Nowadays, determining RTOs that apply to the IT assets is done manually, and it is a subjective work which heavily depends on the experience of the IT personnel. This is not only error-prone, but it does not scale well (to the point that often, determining RTO’s is not even done for all entities, despite being required by the standard methodology). Moreover, it is inconvenient in case of changes in the IT infrastructure or in the business goals. In particular, new contracts and agreements can have an impact on the quality of service a business process should deliver and ultimately on the MTPD associated to it. Likewise, changes in the IT infrastructure may affect dependencies and therefore the impact of the IT assets on the business MTPDs. In both cases, adapting the BCP to these changes, usually requires a costly new analysis involving both the IT and business units of the organization.

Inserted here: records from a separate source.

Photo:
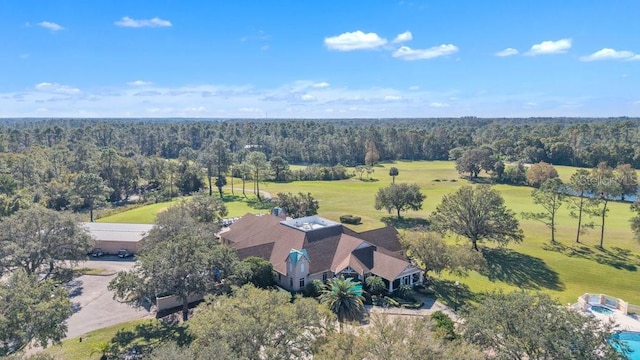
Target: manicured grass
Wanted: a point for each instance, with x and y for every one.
(139, 333)
(564, 270)
(141, 215)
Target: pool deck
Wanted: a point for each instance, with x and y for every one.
(624, 322)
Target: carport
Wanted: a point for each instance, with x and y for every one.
(111, 237)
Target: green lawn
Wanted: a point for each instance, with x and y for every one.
(123, 337)
(565, 271)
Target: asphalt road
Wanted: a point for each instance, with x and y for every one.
(94, 307)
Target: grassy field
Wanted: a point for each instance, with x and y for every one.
(565, 270)
(122, 337)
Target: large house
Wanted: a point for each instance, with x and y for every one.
(304, 249)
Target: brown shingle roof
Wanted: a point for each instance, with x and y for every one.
(330, 249)
(387, 266)
(386, 239)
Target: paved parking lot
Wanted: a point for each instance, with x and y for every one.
(93, 303)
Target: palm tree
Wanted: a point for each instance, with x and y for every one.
(105, 348)
(344, 298)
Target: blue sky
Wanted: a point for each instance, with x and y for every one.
(319, 59)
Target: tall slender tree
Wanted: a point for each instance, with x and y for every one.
(550, 195)
(393, 172)
(258, 162)
(580, 187)
(606, 189)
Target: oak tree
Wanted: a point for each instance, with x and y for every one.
(477, 213)
(401, 197)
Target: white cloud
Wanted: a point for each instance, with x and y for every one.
(609, 54)
(507, 52)
(307, 97)
(50, 26)
(404, 37)
(56, 88)
(154, 22)
(407, 53)
(250, 110)
(356, 40)
(139, 83)
(550, 47)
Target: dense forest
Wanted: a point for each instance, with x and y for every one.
(41, 160)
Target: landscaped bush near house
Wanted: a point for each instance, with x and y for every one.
(391, 301)
(313, 289)
(413, 306)
(375, 285)
(350, 219)
(421, 289)
(444, 326)
(405, 292)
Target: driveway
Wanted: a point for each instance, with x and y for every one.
(93, 303)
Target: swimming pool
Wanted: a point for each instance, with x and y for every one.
(601, 309)
(632, 340)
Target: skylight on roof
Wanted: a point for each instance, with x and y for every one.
(309, 223)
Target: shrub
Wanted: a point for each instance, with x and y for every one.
(405, 292)
(444, 326)
(350, 219)
(421, 289)
(391, 302)
(413, 306)
(375, 285)
(313, 289)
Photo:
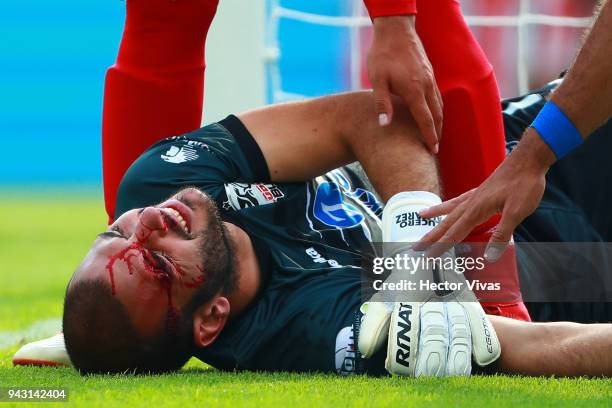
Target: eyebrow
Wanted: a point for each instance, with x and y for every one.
(109, 234)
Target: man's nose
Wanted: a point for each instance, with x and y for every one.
(151, 225)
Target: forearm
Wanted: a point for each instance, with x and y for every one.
(586, 93)
(559, 348)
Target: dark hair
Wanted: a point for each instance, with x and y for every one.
(101, 338)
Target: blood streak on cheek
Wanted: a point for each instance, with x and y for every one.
(125, 256)
(164, 280)
(197, 281)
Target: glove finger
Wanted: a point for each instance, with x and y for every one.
(459, 351)
(374, 327)
(403, 339)
(433, 340)
(485, 344)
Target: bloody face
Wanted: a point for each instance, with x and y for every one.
(153, 258)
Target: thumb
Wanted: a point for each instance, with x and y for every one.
(374, 327)
(500, 239)
(382, 102)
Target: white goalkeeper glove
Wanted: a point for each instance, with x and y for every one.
(428, 335)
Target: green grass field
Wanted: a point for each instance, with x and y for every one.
(42, 240)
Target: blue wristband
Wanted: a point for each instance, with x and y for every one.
(557, 130)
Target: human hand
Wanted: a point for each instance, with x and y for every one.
(514, 190)
(428, 334)
(397, 64)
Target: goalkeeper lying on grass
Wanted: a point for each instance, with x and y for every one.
(258, 266)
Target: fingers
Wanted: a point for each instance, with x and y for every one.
(485, 344)
(460, 346)
(382, 102)
(446, 207)
(423, 117)
(501, 236)
(433, 343)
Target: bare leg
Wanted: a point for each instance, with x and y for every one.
(560, 348)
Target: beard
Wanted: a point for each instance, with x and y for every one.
(216, 251)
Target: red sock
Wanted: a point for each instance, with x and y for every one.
(472, 143)
(156, 87)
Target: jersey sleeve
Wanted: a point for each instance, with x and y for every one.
(385, 8)
(207, 158)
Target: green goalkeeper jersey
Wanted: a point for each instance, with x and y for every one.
(309, 238)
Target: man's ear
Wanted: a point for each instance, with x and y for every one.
(209, 319)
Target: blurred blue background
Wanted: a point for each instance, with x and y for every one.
(53, 56)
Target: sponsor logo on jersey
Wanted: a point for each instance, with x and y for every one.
(330, 208)
(179, 155)
(404, 326)
(243, 195)
(346, 351)
(317, 258)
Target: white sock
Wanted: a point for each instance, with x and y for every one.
(401, 219)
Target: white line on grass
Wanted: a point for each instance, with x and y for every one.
(36, 331)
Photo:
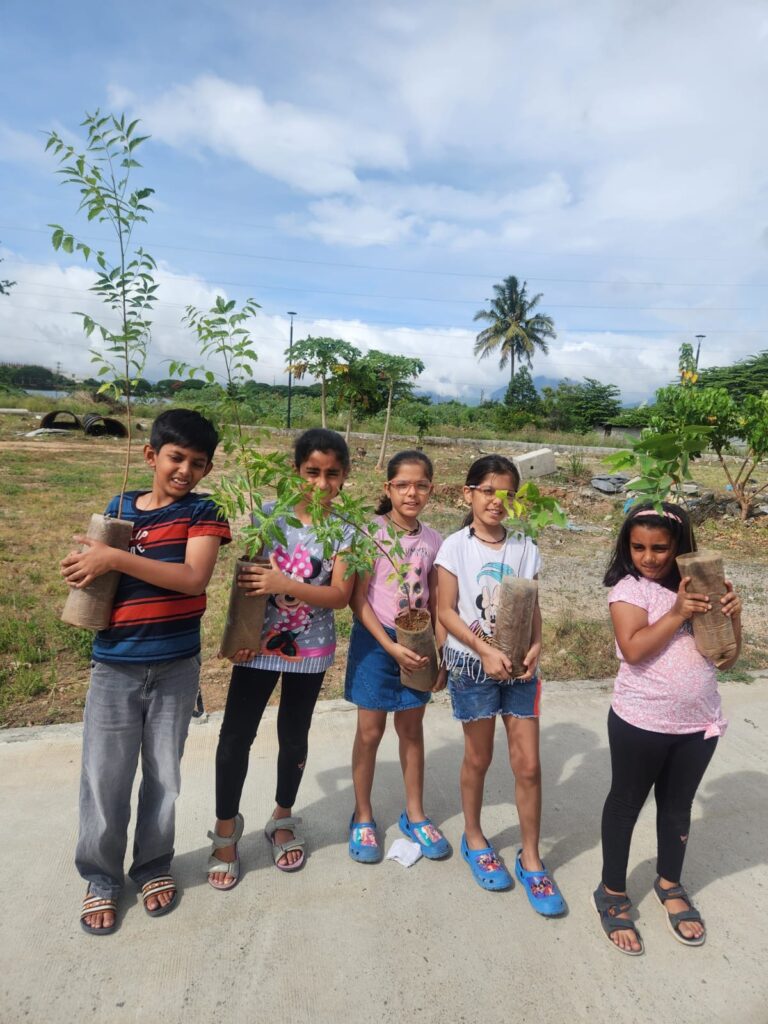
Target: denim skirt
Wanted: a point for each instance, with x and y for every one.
(373, 679)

We present a new model-based tool to support the analysis of temporal dependencies among IT assets and between IT assets and business process. The primary goals of our model and tool are:
(1) to support the IT department in setting and validating the RTOs of the IT assets of the organization
(2) to evaluate assigned RTOs w.r.t. the given MTPD to find critical points in the IT infrastructure.
Ultimately, our model allows one to put down the fine-grained set of premises and assumptions to infer that a given MTPD will be achieved, thereby obtaining a more objective assessment of the behaviour of the IT infrastructure.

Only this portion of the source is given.